Benchmarking Dimensionality Reduction: The Epistemology of Embeddings

This example demonstrates the “Advanced Exploration and Benchmarking” pillar of the coco_pipe strategic vision. We move beyond “looking good” and use rigorous metrics (Trustworthiness, Continuity, LCMC) to quantify embedding distortion.

We compare PCA (Linear) and UMAP (Non-linear) on the classic “S-Curve” manifold, a structure that is inherently 2D but embedded in 3D.

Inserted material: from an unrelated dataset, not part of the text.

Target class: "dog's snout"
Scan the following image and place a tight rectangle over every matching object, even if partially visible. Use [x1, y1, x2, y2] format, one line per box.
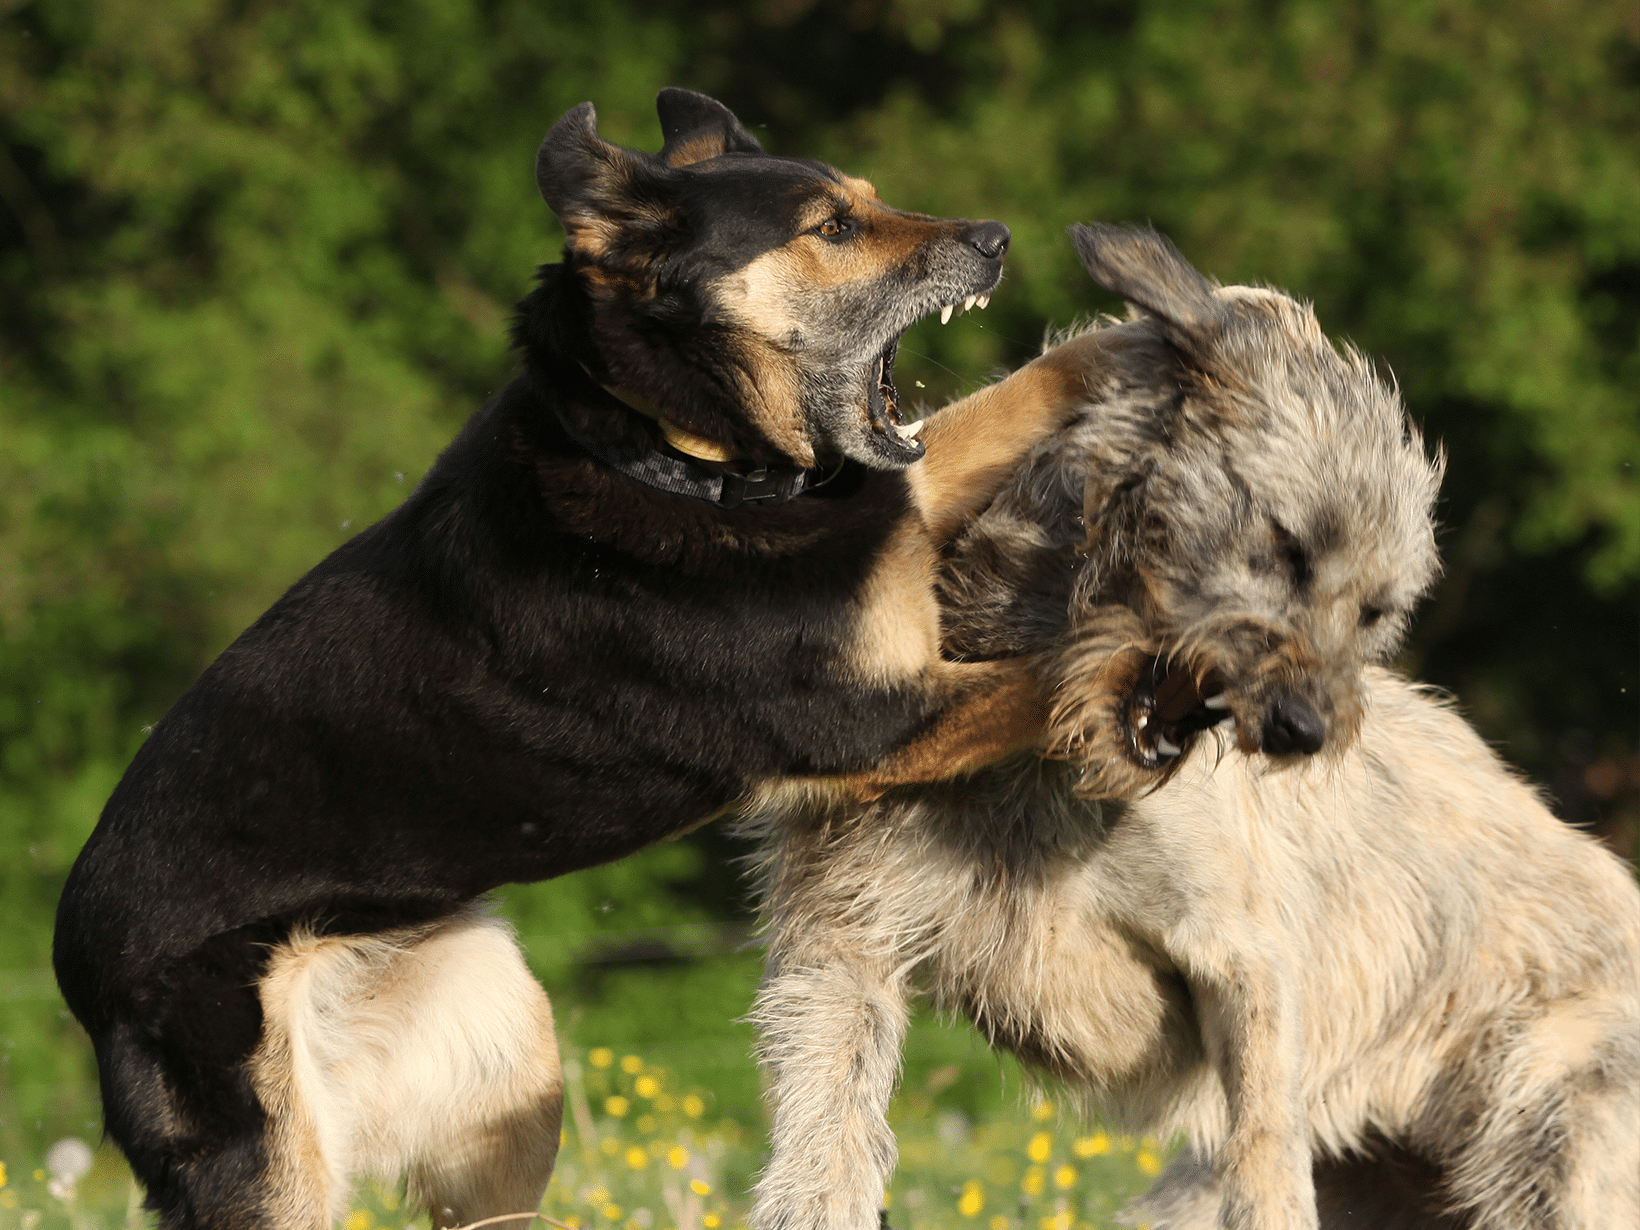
[1262, 695, 1326, 755]
[965, 221, 1011, 259]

import matplotlib.pyplot as plt
from sklearn.datasets import make_s_curve

from coco_pipe.dim_reduction import DimReduction

1. Generate Ground Truth Manifold

The S-Curve is a standard benchmark. It has intrinsic dimension 2. We generate 1000 points.

n_points = 1000
X, color = make_s_curve(n_points, random_state=42)

# Visualize Ground Truth
fig = plt.figure(figsize=(8, 6))
ax = fig.add_subplot(111, projection="3d")
ax.scatter(X[:, 0], X[:, 1], X[:, 2], c=color, cmap="viridis", s=20)
ax.set_title("Ground Truth: S-Curve Manifold")
ax.view_init(10, -70)
plt.show()

2. Compare Embeddings

We will embed this 3D data into 2D using PCA and UMAP, then quantify the distortion.

# Initialize Reducers
reducers = {
    "PCA": DimReduction("PCA", n_components=2),
    "UMAP": DimReduction("UMAP", n_components=2, n_neighbors=15, min_dist=0.1),
}

results = {}

for name, dr in reducers.items():
    print(f"Running {name}...")
    X_emb = dr.fit_transform(X)

    # Calculate Metrics
    # Note: These metrics are calculated via scikit-learn or internal utils
    # For this demo, we assume they are computed and stored in the 'scores'
    scores = dr.score(X_emb, X=X)

    results[name] = {"embedding": X_emb, "scores": scores}

Running PCA...
Running UMAP...

3. Visualize and Quantify

We plot the 2D embeddings side-by-side with their Trustworthiness scores.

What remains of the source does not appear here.